The paper brings together research conducted in the region with practitioner peacebuilding experience to illustrate the spatial variation in transition processes where unsettlement and aspects of conflict, contestation and violence continue in Ethiopia's margins. In the case of the SRS, such dynamics are shaped by political bargains and priorities at the centre as well as the way in which both the centre and margin engage with regional Somali forces. The paper importantly traces the emergence of a regional presidency in 2010 which, demonstrating an unprecedented level of executive power and autonomy from Addis Ababa, has shifted centre-periphery relations from dependence to increasing symbiosis and elasticity. The paper concludes with a number of implications of the sustainability of this elasticity.
Paper short abstract:
This paper investigates the case of Palestinian citizens of Israel, an indigenous group living at the margins of Israeli space, as a means to spotlight the sub-national political settlements that form/are formed by relations between borderland communities and the state in which they are embedded.
Paper long abstract:
As a starting point, this paper shifts attention from borderlands that straddle national lines of sovereignty, to borderlands that map onto contested frontiers, within states. Building from the case of Palestinian citizens of Israel, an othered indigenous minority that lives at the edges of Israeli-Jewish space and society, it is concerned with the kinds of sub-national political settlements formed within 'internal borderlands', and between their leaders/elites and the state in which they are embedded. The case study spotlights two regions in Israel where its Palestinian citizens are concentrated and have anchored their political struggles: the Central Galilee in the north, where Palestinian citizens have produced an enclave of Palestinian politics, culture, language and institutions, in direct contravention to the state's logics of erasure and replacement; and the Naqab desert region in the south, where the state's Bedouin-Palestinian citizens have produced their own methods of spatial resiliency and resistance, vis a vis a spectrum of transfer policies.
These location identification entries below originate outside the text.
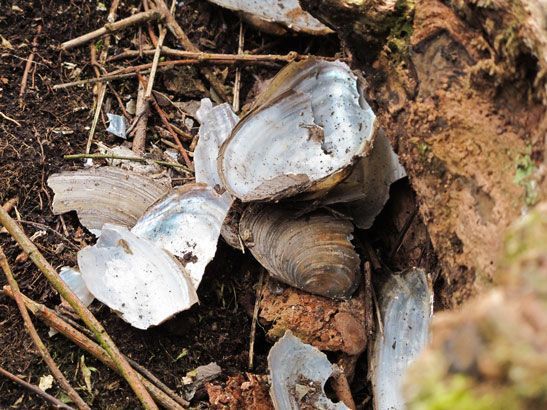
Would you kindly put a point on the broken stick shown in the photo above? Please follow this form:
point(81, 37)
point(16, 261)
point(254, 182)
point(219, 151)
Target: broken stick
point(63, 382)
point(112, 27)
point(91, 322)
point(55, 402)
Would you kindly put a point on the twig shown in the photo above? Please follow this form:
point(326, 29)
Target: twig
point(53, 320)
point(226, 58)
point(63, 382)
point(179, 33)
point(10, 204)
point(237, 81)
point(112, 27)
point(28, 65)
point(141, 118)
point(137, 159)
point(101, 92)
point(55, 402)
point(91, 322)
point(173, 133)
point(341, 387)
point(255, 319)
point(4, 116)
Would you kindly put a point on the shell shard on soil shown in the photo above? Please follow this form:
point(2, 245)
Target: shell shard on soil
point(287, 13)
point(73, 278)
point(363, 194)
point(298, 373)
point(144, 284)
point(104, 195)
point(216, 125)
point(308, 128)
point(406, 305)
point(312, 252)
point(186, 223)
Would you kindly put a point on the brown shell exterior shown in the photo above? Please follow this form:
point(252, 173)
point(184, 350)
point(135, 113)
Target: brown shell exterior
point(313, 252)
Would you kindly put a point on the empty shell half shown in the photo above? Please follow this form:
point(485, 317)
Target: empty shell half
point(312, 252)
point(105, 195)
point(406, 306)
point(363, 194)
point(186, 223)
point(298, 373)
point(135, 278)
point(287, 13)
point(308, 128)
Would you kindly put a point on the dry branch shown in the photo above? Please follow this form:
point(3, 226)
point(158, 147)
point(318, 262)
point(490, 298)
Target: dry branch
point(55, 402)
point(91, 322)
point(112, 27)
point(63, 382)
point(52, 319)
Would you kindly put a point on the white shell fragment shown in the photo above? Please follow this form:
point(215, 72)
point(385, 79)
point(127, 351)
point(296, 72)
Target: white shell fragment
point(216, 125)
point(363, 194)
point(285, 12)
point(308, 128)
point(73, 279)
point(186, 223)
point(104, 195)
point(406, 305)
point(135, 278)
point(298, 372)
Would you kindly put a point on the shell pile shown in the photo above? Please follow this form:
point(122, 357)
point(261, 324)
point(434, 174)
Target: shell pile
point(303, 166)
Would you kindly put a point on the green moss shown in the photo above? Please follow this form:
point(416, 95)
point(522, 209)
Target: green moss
point(524, 176)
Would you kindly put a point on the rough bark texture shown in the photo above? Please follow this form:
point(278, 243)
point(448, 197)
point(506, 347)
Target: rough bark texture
point(459, 86)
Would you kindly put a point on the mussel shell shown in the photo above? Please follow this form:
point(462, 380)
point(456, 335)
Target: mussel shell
point(306, 131)
point(313, 252)
point(187, 223)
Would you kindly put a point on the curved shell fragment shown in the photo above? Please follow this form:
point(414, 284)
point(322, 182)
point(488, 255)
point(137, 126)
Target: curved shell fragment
point(313, 252)
point(306, 131)
point(285, 12)
point(135, 278)
point(104, 195)
point(298, 372)
point(186, 223)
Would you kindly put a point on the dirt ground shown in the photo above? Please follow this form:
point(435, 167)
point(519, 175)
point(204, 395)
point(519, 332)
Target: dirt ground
point(55, 123)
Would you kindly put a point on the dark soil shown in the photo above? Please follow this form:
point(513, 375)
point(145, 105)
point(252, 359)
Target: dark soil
point(55, 123)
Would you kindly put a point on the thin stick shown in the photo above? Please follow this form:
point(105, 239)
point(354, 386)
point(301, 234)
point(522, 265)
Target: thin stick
point(4, 116)
point(221, 57)
point(53, 320)
point(141, 118)
point(91, 322)
point(28, 65)
point(179, 33)
point(10, 204)
point(237, 81)
point(63, 382)
point(112, 27)
point(101, 92)
point(255, 319)
point(136, 159)
point(55, 402)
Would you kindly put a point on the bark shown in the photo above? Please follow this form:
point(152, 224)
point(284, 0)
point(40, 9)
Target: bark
point(460, 89)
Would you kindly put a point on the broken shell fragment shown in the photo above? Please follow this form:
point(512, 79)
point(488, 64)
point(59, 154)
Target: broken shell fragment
point(286, 13)
point(186, 223)
point(308, 128)
point(313, 252)
point(135, 278)
point(298, 373)
point(73, 279)
point(104, 195)
point(363, 194)
point(406, 306)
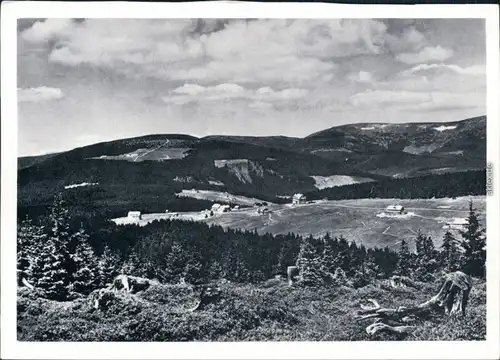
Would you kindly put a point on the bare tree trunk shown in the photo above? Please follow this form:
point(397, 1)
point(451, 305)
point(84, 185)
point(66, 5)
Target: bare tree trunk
point(453, 296)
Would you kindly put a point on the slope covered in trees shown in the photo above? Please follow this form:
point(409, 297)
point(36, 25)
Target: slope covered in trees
point(423, 187)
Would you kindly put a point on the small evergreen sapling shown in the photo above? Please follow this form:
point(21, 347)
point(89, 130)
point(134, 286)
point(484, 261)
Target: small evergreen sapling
point(86, 275)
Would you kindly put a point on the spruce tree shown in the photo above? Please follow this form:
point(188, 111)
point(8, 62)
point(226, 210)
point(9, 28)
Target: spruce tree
point(176, 261)
point(108, 266)
point(403, 267)
point(328, 260)
point(132, 265)
point(449, 253)
point(86, 275)
point(26, 242)
point(474, 245)
point(52, 277)
point(309, 264)
point(52, 266)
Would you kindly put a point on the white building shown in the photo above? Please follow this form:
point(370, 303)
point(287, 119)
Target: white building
point(457, 224)
point(219, 208)
point(136, 215)
point(395, 209)
point(299, 199)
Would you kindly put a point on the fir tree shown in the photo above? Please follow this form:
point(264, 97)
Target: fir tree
point(425, 259)
point(86, 275)
point(309, 264)
point(52, 278)
point(329, 258)
point(449, 253)
point(132, 266)
point(26, 242)
point(176, 261)
point(108, 266)
point(404, 262)
point(474, 246)
point(52, 266)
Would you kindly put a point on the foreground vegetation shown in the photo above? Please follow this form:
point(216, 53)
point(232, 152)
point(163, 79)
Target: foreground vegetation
point(268, 311)
point(59, 265)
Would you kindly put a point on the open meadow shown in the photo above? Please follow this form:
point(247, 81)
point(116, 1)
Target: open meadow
point(364, 221)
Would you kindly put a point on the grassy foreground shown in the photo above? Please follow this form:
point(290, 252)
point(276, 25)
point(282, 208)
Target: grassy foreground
point(270, 311)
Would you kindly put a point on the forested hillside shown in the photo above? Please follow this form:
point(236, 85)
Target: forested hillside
point(422, 187)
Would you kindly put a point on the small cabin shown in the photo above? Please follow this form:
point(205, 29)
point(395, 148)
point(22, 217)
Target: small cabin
point(398, 209)
point(220, 208)
point(136, 215)
point(299, 199)
point(457, 224)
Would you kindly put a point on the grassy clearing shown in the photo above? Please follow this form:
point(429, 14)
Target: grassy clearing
point(270, 311)
point(356, 219)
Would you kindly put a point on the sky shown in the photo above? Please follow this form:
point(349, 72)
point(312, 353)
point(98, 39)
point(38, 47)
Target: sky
point(83, 81)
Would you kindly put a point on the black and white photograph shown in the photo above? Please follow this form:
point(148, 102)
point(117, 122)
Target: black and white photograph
point(252, 179)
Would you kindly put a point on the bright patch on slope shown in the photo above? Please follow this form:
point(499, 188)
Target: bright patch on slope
point(241, 168)
point(443, 128)
point(154, 154)
point(323, 182)
point(396, 216)
point(80, 185)
point(216, 182)
point(217, 196)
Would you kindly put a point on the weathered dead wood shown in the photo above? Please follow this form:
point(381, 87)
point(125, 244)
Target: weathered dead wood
point(452, 296)
point(27, 284)
point(401, 282)
point(207, 295)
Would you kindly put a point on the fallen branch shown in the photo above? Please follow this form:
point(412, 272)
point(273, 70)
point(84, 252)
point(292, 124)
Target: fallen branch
point(453, 296)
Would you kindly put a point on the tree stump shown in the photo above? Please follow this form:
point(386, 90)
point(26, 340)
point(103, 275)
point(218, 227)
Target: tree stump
point(292, 273)
point(453, 296)
point(208, 295)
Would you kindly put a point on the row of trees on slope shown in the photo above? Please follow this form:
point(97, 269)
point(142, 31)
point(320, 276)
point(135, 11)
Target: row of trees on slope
point(326, 261)
point(422, 187)
point(60, 261)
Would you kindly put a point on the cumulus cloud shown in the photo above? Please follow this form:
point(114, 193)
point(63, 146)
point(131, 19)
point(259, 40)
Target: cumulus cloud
point(42, 31)
point(259, 98)
point(429, 54)
point(470, 70)
point(417, 100)
point(239, 51)
point(39, 94)
point(362, 77)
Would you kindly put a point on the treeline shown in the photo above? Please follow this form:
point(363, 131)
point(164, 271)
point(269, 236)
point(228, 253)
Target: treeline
point(61, 261)
point(422, 187)
point(327, 260)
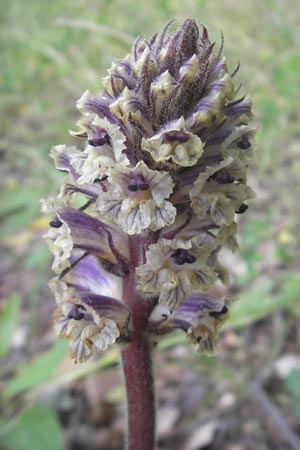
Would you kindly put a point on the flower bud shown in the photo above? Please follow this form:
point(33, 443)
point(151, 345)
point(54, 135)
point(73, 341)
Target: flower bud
point(151, 196)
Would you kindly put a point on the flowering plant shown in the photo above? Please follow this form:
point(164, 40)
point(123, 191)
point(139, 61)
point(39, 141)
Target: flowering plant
point(146, 207)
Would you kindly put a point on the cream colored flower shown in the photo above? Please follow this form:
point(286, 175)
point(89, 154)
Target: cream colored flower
point(86, 331)
point(174, 269)
point(136, 199)
point(174, 143)
point(106, 148)
point(60, 244)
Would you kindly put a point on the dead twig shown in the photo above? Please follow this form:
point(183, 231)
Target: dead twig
point(274, 415)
In both cases, we find examples of the borderland logics that produce difference, agency and distance, struggles, contestation and elite bargains that maintain them against erasure, and brokers that translate and navigate between these communities and the state. We also find the state working to integrate and discipline these spaces, whereas once it sought only to circumvent or exclude them. The paper will investigate how these ambiguous logics and practices maintain Palestinian-citizen borderlands in Israel, and how they extend (and possibly challenge) current thinking on political settlements and borderland dynamics.